Something like Forgotten Realms 2325 could be a lot of fun, and as some people suggested Dragonstar might be a good inspiration.
 

Ashrem Bayle said:
However, I've also been fighting the urge to start work on a sci-fi setting. My initial thought was a setting already written, like Star*Drive or Traveler, but now I'm considering taking my fantasy setting 1000 years into the future.
I don't think the average (by which I mean Forgotten Realms-ish) fantasy setting would logically turn into sci-fi in 1000 years. More likely, it'd just turn into something like Eberron, where magic has been systemized, mass produced, and applied to the basic needs of society. That is, such a world wouldn't develop electric lights; it'd just find better an more efficient ways to provide convenient magical lighting for everyone.

If you want an excuse for a world to turn to technology over magic, however, you could always have powerful and convenient new technologies arrive from elsewhere. Or, of course, something unfortunate could have happened to the fundamental source of magic power, making it weaker, less accessable, or more dangerous.
 

Ashrem Bayle said:
Actually, I'll be using GURPS for this game, as I do for the fantasy version of the setting. Magic will be rare. Psionics will be a bit more common.

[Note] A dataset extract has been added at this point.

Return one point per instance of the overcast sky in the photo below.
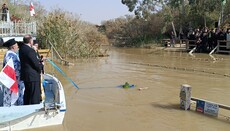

Ah, OK. With GURPS magic tuned low enough, you could reasonably have a fantasy world develop into a recognizably 'sci-fi' world. When you described it as "Forgotten Realms meets Star Wars," I figured you were thinking of advancing FR. ;)

One question I would pose is, what is the difference between magic and psionics in your setting? If you're using rare psionics, (comparatively) common magic for the fantasy world, what, during the ensuing 1,000 years of technological progress, causes that to flip? If you're NOT using psionics for the fantasy campaign, is there any reason psionics isn't just what modern, scientifically-minded people call what their benighted ancestors foolishly referred to as magic?
 

Using the philosophy that "Any sufficiently advanced technology is indistinguishable from magic", why not run FR as is? You'll need technical explanations for things that currently have magical ones (iI's not a wand of fireballs, it's a compact flamethrower! It's not a potion of helaing, it's a dose of nanomachines that repair tissue damage! Those aren't goblins, they're readioactively mutated humans!), but otherwise it might work pretty well.
 

In Dragon Magazine 277, they presented Greyhawk 2000. It is set 1000 years in the future and could be helpful for research for seeing what a modernized D&D setting might look like.

Since you are playing GURPS, you may want to check out the excellent GURPS Technomancer. Definitely a different take, as it is our world up to about 1945, when magic suddenly appeared.
 

Also worth checking out is Magitech. It uses the old Amazing Engine system, but shakes up cultural conventions with fantasy races. For example, Germany is the Dwarven empire and fallout from WWII made most of the European a permanently anti-magical area.